Mary Ann Conrad and her husband, Dan, Albuquerque, New Mexico, drove the support vehicle for the Center for Sustainable Climate Solutions’ cross-country bike ride, summer of 2021. Janelle and Omar Landis-Kheshgi are supporters of Mennonite Creation Care Network.
I took a few days off from the Center for Sustainable Climate Solutions bicycle ride to visit my friends Janelle and Omar Landis-Kheshgi in the northern Chicago suburb of Glenview, Illinois where they have created a “homegrown national park” in the vein of Douglas Tallamy’s movement.
On a quiet, sidewalk-lined street, their quarter-acre property on Parkview Road is truly an oasis of natural beauty where birds and butterflies thrive alongside fruits and vegetables. This habitat corridor attracts both wildlife and passing neighbors who may pick up free gifts of surplus squash and tomatoes.

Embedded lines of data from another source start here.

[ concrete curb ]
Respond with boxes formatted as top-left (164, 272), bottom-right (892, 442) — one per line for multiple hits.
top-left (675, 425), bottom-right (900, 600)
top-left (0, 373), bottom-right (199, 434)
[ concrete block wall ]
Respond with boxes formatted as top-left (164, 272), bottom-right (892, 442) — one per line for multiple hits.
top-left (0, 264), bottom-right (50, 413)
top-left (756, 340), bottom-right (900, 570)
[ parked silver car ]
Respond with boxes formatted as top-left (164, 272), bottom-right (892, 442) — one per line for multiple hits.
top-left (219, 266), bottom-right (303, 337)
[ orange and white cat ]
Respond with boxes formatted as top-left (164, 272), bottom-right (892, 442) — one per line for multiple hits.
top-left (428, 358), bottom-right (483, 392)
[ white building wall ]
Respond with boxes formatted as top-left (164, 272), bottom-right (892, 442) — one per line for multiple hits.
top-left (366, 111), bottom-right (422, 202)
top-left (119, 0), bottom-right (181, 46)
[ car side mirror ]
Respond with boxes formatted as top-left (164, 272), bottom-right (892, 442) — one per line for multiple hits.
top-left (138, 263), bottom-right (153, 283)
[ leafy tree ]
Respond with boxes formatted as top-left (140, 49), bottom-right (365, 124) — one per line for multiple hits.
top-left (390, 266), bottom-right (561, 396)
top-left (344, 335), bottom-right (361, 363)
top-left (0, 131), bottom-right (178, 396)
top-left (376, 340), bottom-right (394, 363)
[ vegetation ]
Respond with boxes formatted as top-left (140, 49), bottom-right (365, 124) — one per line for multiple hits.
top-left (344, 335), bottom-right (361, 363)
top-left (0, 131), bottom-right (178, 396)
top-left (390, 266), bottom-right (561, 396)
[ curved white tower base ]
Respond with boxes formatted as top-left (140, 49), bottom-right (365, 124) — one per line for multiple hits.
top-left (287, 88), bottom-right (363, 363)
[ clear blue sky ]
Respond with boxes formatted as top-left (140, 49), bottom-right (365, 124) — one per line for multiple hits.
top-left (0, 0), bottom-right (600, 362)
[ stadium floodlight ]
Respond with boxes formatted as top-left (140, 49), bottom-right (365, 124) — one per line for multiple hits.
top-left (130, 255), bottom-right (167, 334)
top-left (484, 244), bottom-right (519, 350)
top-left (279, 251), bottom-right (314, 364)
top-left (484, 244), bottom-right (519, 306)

“We have several spots where you can just sit, watch, listen, and lower your blood pressure,” says Janelle.
Members of an ecosystem
As we sit on the screened-in porch eating soup made from fresh garden vegetables, a house wren warbles liquidly from the tree outside. We had just toured the outdoor landscape together where Janelle and Omar’s relationship to their natural world is evident and inspiring. Even they, with their intimate relationship to each living plant and its carefully placed label, find surprises and welcome them with childlike joy.
I wander with camera in hand past tall milkweed and elderberry and am transported to my childhood spaces in Eastern Pennsylvania where Janelle and I grew up. So much has changed in American landscaping since our parents’ farms of the 50’s dissolved into suburbia. Omar laments the local garden club’s dependency on garden center plants rather than native species.
“A person doesn’t want to be a plant collector, but a natural member of an eco-system,” he says.
Janelle gently upturns the thin leaf of a whorled milkweed to show me a monarch egg. We move over to the prairie milkweed to see the larvae which she determines to be a second instar after consulting her guide. Janelle is registered with The Chicago Field Museum Monarch Monitoring Project where she reports on her monarch larva regularly. This year, the count is down. An adult flits above the 8 species of milkweed planted on this oasis and feeds on the tall Joe Pye weed that almost hides the neighbor’s house.
Feasting from a silver bowl
Although the strawberries are over, I feast on raspberries, blueberries and the last apricot of the season. Apples, pears, and peaches hang heavy and green on the branches of fruit trees around whose feet wildflower seeds sprout. Tomato plants line the south side of the house in tall wire cages. The back garden sports rows of beans, squash, cucumbers, and more—my mother’s, Janelle’s mother’s gardens in less space than I’d have dreamed possible. Across a generation, I smell pure love of the land and love that moves out to share abundance.
As I write, Janelle arrives with a steel bowl loaded with the first cucumber, string beans, sugar peas and summer and patty pan squash. Our lunch salad will be incredibly blessed.
I hear Janelle talking by phone with her 100-year-old mother back in Pennsylvania. She is describing the wealth in her silver bowl, and together, they are celebrating the amazing bounty. I think about this place, this small plot of land–Omar’s parents’ home that he has loved for many years and now nurtures so tenderly. If you get him started, this quiet man will talk on and on–“ranting” as he calls it–about his concerns for our natural world and our relationships in it.
Not just respite but where we need to be
This small, unassuming place is an appropriate stop along my climate ride journey. These ordinary people who have raised their family, celebrate grandchildren, and now focus their energy on their garden and the names of each precious plant are the ones who can speak to us about climate change and the changes we need to make to address it. I thought I was coming for respite from heat and campsites awash in the noise of highways, RVs, and street lights. I thought I was leaving the climate ride, only to find that I am where we are slowly learning we need to be, focused less on covering miles and more on savoring place.
Here I have indeed found a homegrown park, a space where humans, plants, birds, and insects share an Eden I would not have imagined possible. If we are to take seriously Janelle and Omar’s challenge to live as one in our little ecosystems, there would be fewer jets required to fly us around the world in search of landmark selfies. We would retrain our ears to hear the white-throated sparrow’s song, our eyes to recognize the little black feelers on the monarch caterpillar’s head. I had to look twice to really see the fragile monarch-to-be, and then the tiny black lines of the larvae’s body jumped into focus.
Our future and the future of the butterfly are connected. As I watch Janelle and Omar in their habitat, I think of Adam and Eve naming things, giving them labels and space to grow. I remember our parents and grandparents staying close to home and close to the land as they nurtured us. Somewhere along the way, we lost more than we realize in claiming wealth that is not wealth, in assuming we can go anywhere, know all, and own what was never meant to be owned–this garden, our earth.